The $60,000 grant was made available
through the Nurse Faculty Loan Program at the U.S. Department of Health and
Human Services. The program provides loans to students enrolled in advanced
degree nursing programs who are preparing to serve as faculty.
Chair of Marshall’s
nursing school, Denise Landry said there is a distinct lack of nursing faculty
as well as practicing nurses.
“It all kind of ties together and it
feeds in on itself, the fact that overall there is a shortage of registered
nurses feeds into the shortage of faculty and then that cycle continues, if you
don’t have enough faculty you can’t admit enough qualified applicants that you
might otherwise been able to admit,” Landry said.
In March the U.S. Bureau of Labor
Statistics reported that job growth in the healthcare sector was outpacing the
amount of nurses who graduated in 2011, accounting for one out of every 5 new
jobs created this year. Landry said there are various reasons for this.
“One of the reasons is that we’re seeing
an aging workforce, we’re seeing baby boomers retiring making more positions
available and in fact the reason we don’t have an even greater shortage is
because with the economy being the way it is, more people are staying in the
workforce and not retiring,” Landry said.
According to the “United States
Registered Nurse Workforce Report Card and Shortage Forecast” published in the
January issue of the American Journal of Medical Quality, a shortage of registered
nurses is projected to spread across the country between 2009 and 2030.
The
shortage will be most intense in the South and West. Landry said the Southern
part of West Virginia will be hit especially hard.

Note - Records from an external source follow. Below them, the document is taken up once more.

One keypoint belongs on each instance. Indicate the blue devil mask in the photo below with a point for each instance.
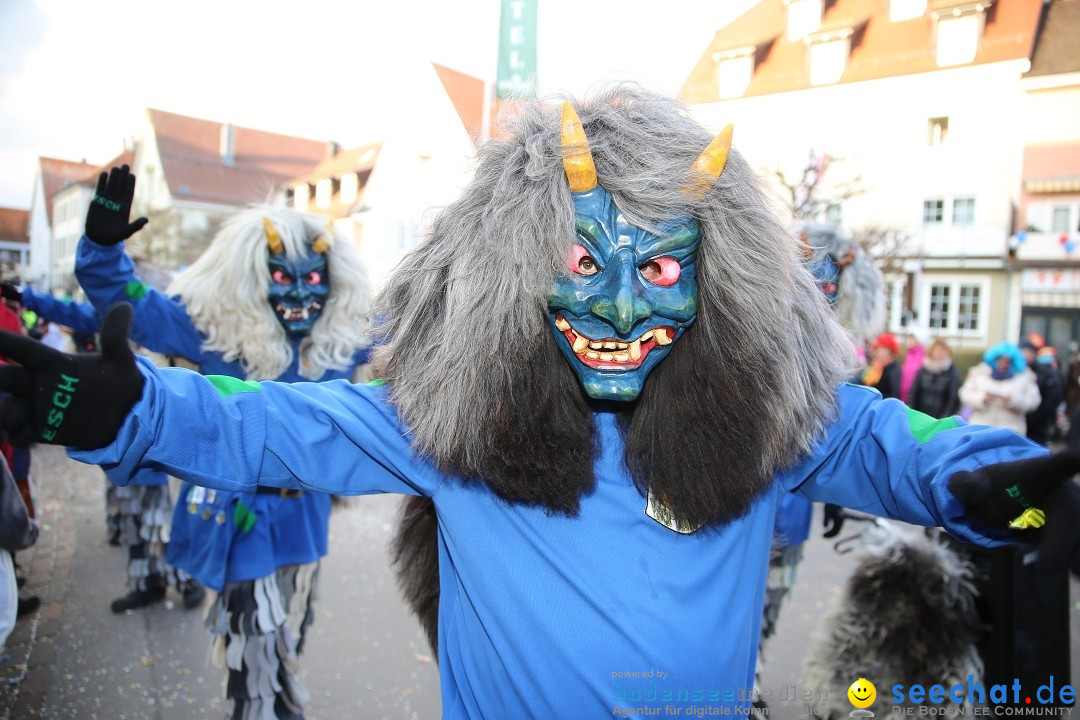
(630, 293)
(298, 289)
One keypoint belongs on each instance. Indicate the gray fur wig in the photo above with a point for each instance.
(474, 370)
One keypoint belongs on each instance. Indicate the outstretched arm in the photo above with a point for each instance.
(107, 273)
(215, 431)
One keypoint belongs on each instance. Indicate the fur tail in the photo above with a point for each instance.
(415, 559)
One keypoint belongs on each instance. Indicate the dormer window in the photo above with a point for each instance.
(905, 10)
(958, 30)
(733, 71)
(804, 17)
(828, 55)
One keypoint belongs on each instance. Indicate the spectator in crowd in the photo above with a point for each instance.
(1040, 421)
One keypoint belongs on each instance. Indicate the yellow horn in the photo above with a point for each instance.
(577, 158)
(273, 240)
(709, 165)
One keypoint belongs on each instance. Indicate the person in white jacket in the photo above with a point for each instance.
(1001, 390)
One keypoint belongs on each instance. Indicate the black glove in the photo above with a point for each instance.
(78, 401)
(833, 520)
(11, 293)
(1033, 491)
(110, 207)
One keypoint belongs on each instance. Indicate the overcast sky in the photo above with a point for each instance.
(76, 76)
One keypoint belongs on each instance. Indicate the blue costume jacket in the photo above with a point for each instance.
(543, 615)
(217, 537)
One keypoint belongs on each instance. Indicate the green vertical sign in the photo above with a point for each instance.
(516, 73)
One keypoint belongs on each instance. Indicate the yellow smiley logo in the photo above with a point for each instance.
(862, 693)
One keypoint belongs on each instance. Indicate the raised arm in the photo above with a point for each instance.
(107, 273)
(215, 431)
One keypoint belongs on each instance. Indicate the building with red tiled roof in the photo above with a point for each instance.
(916, 110)
(192, 173)
(14, 241)
(69, 217)
(383, 194)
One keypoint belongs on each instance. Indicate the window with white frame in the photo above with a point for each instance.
(827, 62)
(939, 307)
(958, 39)
(1060, 219)
(963, 212)
(804, 17)
(733, 73)
(937, 131)
(324, 189)
(905, 10)
(933, 211)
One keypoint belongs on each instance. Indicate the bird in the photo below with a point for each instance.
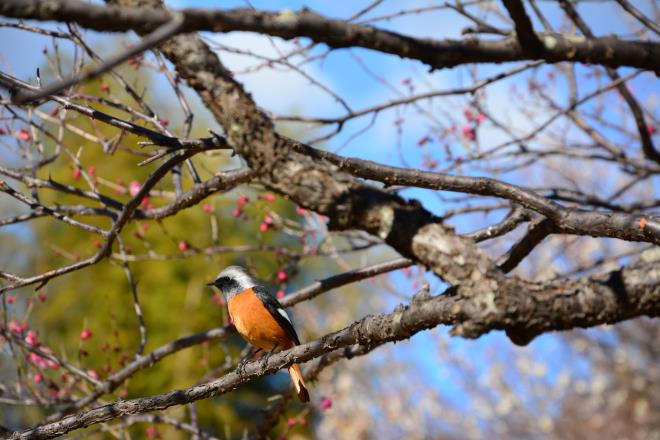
(259, 318)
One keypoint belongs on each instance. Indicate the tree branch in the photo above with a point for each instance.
(608, 51)
(523, 311)
(530, 43)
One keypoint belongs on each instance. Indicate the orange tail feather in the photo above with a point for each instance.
(299, 383)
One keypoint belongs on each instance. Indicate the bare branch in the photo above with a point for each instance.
(437, 54)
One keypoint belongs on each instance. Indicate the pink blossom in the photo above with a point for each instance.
(134, 188)
(85, 334)
(430, 164)
(31, 338)
(24, 135)
(242, 201)
(469, 132)
(15, 327)
(424, 140)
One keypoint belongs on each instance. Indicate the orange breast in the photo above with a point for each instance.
(255, 323)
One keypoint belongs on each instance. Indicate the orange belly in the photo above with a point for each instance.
(255, 323)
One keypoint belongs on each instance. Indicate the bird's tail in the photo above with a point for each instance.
(299, 383)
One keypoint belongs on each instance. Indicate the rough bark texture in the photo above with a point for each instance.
(288, 24)
(522, 310)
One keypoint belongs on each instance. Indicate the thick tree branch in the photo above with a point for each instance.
(572, 221)
(523, 311)
(531, 45)
(608, 51)
(648, 147)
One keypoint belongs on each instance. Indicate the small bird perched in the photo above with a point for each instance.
(259, 318)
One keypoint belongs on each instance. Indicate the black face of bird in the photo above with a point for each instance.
(233, 280)
(226, 285)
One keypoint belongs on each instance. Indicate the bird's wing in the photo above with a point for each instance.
(277, 311)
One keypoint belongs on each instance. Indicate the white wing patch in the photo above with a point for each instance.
(283, 313)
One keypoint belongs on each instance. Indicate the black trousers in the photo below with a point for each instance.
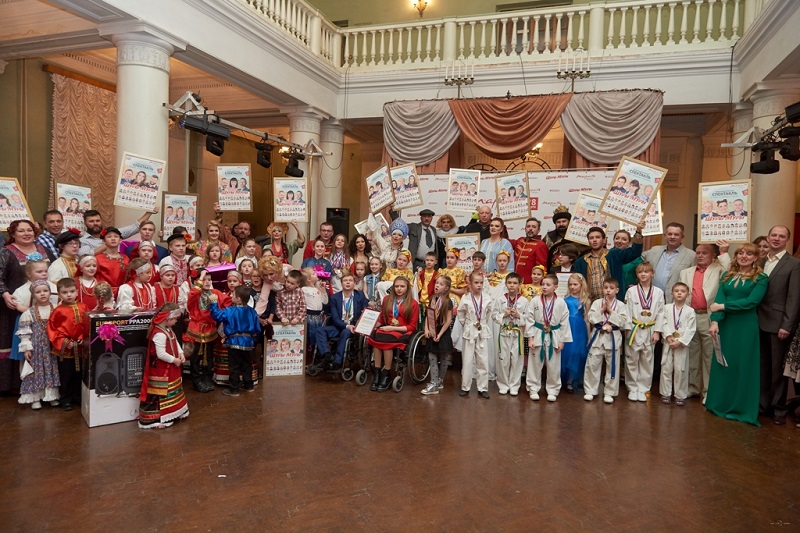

“The literature is replete with studies
that show that when you have a nursing shortage you have poorer patient
outcomes, more patient errors medication errors and patient falls and it has a
direct impact on the quality of health care they receive,” Landry said.
Landry said it’s even harder to convince
nurses in the field to become professors, because they often have to take a pay
cut to teach.
Andrea Criss is a professor in Marshall’s
School of Nursing who is taking advantage of the Faculty Loan program.
“The lack of faculty members directly
affects me and the other faculty members because we have to pick up more
workload so you then get into job dissatisfaction and things like that, and
then we also hire in part-time faculty or adjunct faculty and that can directly
affect how students are satisfied with the program,” Criss said.
At Marshall the average age of nursing
professors is 51 with only 10 percent of the faculty under the age of 40. Criss
is in her second year as a professor.
In those rural areas to get to the
hospitals, like there is a small hospital in Webster County, to get to that
you’re going to take an hour or hour and a half, well if you take that away
then the closest is Summersville which could be two or three hours away,” Criss
said.
Following
graduation, Nurse Faculty Loan recipients may cancel up to 85 percent of the
loan over a consecutive four-year period if they serve as full-time nursing faculty.